Bu buluşmalarda çocuk-ebeveyn ilişkilerinden yazar olma sürecine, eğitim hayatından sanatın önemine, okuma ve yazma becerilerinden edebi üretim ipuçlarına kadar pek çok konuda deneyimlerini paylaşmıştır. Özellikle “Aklımda Bir Sorum Var, Cevabı Nedir Hocam?” başlıklı etkinliklerde, öğrencilerin merakla yönelttiği sorulara içtenlikle cevap vererek onları yüreklendirmiştir. Erdoğan, yalnızca merkezde değil; Gerze, Boyabat, Ayancık, Dikmen, Erfelek, Durağan ve Saraydüzü gibi Sinop’un tüm ilçelerinde düzenlenen panellerde de yer almış, edebiyata ilgi duyan gençler için bir rehber, bir motivasyon kaynağı olmuştur. Onun bu çabaları, Sinop’ta kültürle iç içe bir gençliğin yetişmesine katkı sağlayan kıymetli bir örnek oluşturmaktadır.
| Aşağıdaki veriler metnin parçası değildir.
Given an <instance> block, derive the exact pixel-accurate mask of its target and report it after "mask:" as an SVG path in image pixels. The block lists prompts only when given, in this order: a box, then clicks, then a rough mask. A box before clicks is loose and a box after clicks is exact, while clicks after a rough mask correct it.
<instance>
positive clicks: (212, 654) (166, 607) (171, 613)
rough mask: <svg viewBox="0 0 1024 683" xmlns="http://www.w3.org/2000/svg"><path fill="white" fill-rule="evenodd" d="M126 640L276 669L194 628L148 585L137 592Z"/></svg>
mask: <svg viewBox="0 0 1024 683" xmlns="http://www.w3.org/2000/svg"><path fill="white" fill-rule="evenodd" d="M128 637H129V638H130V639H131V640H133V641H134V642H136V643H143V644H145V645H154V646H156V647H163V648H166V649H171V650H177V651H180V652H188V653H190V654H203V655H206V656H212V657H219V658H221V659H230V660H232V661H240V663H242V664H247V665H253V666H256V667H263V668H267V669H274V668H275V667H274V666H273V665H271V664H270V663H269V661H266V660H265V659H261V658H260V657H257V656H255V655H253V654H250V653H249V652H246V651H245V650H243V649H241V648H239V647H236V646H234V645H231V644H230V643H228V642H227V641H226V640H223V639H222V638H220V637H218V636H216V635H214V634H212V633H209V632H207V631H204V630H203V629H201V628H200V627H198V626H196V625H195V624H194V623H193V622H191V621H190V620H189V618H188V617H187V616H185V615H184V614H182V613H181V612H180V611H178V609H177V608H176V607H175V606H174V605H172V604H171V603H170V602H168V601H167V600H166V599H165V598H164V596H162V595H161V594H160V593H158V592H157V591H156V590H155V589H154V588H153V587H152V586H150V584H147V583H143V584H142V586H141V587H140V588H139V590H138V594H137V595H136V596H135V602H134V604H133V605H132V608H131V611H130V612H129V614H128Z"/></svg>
Erol Erdoğan, N’apsak Bu Gençleri? adlı kitabı çerçevesinde, özellikle yetişkinlerin ve yaşlıların genç kuşaklara yönelik taşıdığı önyargıları sorgulayan, bu önyargıların sosyal ilişkiler üzerindeki etkilerini görünür kılan derinlikli bir analiz sunmuştur. Bu çalışmasıyla, gençlerle kurulacak daha sağlıklı ve anlayış temelli ilişkiler için toplumsal bir farkındalık oluşturmayı amaçlamıştır. Millî Eğitim Bakan Danışmanı olarak görev yapan Erdoğan, Türkiye’nin dört bir yanında gençlerle buluşarak, onların sesine kulak vermekte; dertlerine, hayallerine, sorularına samimiyetle yaklaşmaktadır. Onu farklı kılan ise yalnızca konuşan değil, dinleyen bir yetişkin olmasıdır. Kendi ifadesiyle, “her alanda sahici bir hayat inşa etmek” idealine inanan Erol Erdoğan, bu sahiciliğin kaynağını memleketi Sinop’un insanlarında, değerlerinde ve kültürel dokusunda bulur. Sinop’un rüzgârını arkasına alarak çıktığı bu uzun yürüyüşte hem doğup büyüdüğü topraklara hem de ülkenin dört bir yanındaki eğitim ve kültür hayatına anlamlı, derinlikli ve kalıcı katkılar sunmaya devam etmektedir.